Training Future Neuroscientists with Backyard Brains’ SpikerBox

Backyard Brains started off in a basement with a vision to make neuroscience technology just as accessible to children as buying a space telescope. Today, they have already developed affordable neuroscience experiment kits for students of all ages to learn about electrophysiology.

These experiment kits show the hidden messages in our nervous system by teaching the intercellular electrophysiology of humans through plants. Plants don’t have brains, but they have the same ability to communicate with electricity like humans, just with different ions.

In a sit-down with Engineering.com’s Dan Hedges, Backyard Brains’ co-founder, Greg Gage, demonstrates how plants communicate through neuron impulses with one of their tools called the SpikerBox.

The SpikerBox was the first product ever developed by Backyard Brains. It uses plants to show how cells in the brain communicate to facilitate activity and movement. The SpikerBox records electrical signals or neurons of the plant’s muscles when triggered by stimuli.

Gage demonstrates how the SpikerBox works with the Mimosa pudica plant and a Venus flytrap.
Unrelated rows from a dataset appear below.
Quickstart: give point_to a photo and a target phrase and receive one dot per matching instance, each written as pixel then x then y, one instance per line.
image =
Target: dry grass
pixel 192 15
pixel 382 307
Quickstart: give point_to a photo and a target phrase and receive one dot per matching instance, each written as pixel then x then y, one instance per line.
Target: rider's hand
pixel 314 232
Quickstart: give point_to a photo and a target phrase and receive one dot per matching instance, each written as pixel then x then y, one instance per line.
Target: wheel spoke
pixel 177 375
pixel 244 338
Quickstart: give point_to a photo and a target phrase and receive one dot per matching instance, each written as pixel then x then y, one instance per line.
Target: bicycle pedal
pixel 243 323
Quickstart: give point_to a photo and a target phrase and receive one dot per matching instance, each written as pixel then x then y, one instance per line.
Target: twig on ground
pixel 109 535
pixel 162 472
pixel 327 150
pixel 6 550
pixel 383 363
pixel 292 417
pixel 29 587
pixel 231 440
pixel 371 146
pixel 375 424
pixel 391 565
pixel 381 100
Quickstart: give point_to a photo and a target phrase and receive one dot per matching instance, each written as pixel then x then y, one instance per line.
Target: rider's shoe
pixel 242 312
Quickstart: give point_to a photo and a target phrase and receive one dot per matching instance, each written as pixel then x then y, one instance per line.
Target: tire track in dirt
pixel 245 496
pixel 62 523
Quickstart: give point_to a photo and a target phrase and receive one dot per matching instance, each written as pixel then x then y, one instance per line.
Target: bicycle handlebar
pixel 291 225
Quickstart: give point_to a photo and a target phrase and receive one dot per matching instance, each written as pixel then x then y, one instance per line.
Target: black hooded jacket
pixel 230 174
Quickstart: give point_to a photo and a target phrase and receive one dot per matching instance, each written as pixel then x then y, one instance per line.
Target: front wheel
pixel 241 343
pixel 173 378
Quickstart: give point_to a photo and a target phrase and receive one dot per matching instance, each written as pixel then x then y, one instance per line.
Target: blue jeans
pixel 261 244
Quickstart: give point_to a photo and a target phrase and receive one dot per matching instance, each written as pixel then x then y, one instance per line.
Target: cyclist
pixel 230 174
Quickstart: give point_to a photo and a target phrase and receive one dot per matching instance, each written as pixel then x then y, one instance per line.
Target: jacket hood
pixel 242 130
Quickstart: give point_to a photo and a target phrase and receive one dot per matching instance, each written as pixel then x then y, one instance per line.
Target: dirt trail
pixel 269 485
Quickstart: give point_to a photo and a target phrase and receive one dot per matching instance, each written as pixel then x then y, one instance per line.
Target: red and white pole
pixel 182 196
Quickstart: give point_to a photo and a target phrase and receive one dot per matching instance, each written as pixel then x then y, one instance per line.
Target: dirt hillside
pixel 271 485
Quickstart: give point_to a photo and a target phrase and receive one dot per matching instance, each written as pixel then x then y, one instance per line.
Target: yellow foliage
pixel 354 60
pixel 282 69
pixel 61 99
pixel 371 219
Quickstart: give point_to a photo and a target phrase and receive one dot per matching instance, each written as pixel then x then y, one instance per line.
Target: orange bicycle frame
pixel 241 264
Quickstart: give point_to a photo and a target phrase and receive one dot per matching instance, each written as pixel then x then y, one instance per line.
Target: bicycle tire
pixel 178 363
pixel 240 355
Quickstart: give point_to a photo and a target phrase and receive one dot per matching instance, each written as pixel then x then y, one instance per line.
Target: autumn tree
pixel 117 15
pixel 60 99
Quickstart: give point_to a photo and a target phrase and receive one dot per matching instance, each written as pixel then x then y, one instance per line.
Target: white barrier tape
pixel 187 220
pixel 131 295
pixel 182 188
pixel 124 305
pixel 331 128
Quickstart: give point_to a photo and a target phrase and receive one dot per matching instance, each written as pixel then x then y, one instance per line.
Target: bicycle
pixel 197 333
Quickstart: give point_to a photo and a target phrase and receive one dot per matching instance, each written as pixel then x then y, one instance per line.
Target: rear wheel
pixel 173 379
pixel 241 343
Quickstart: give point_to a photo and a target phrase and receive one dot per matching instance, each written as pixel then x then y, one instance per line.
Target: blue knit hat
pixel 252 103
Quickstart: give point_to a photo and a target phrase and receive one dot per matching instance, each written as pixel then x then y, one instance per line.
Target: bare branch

In the video, Gage explains how plants have behaviors that are similar to humans. While plants don’t have brains, they do have the ability to send messages throughout their body with electrical impulses—just like humans.

According to research studies, one in five people are likely to develop a neurological disorder. By making neuroscience research equipment available for middle schools and high schools, you no longer have to be a graduate student at the university to study the brain.

Backyard Brains aims to encourage breakthroughs outside the PhD lab and into kids’ hands through these tools. Besides the SpikerBox, they have a whole line of neuroscience experiment kits and lesson plans that students, teachers and amateur scientists can purchase on their website.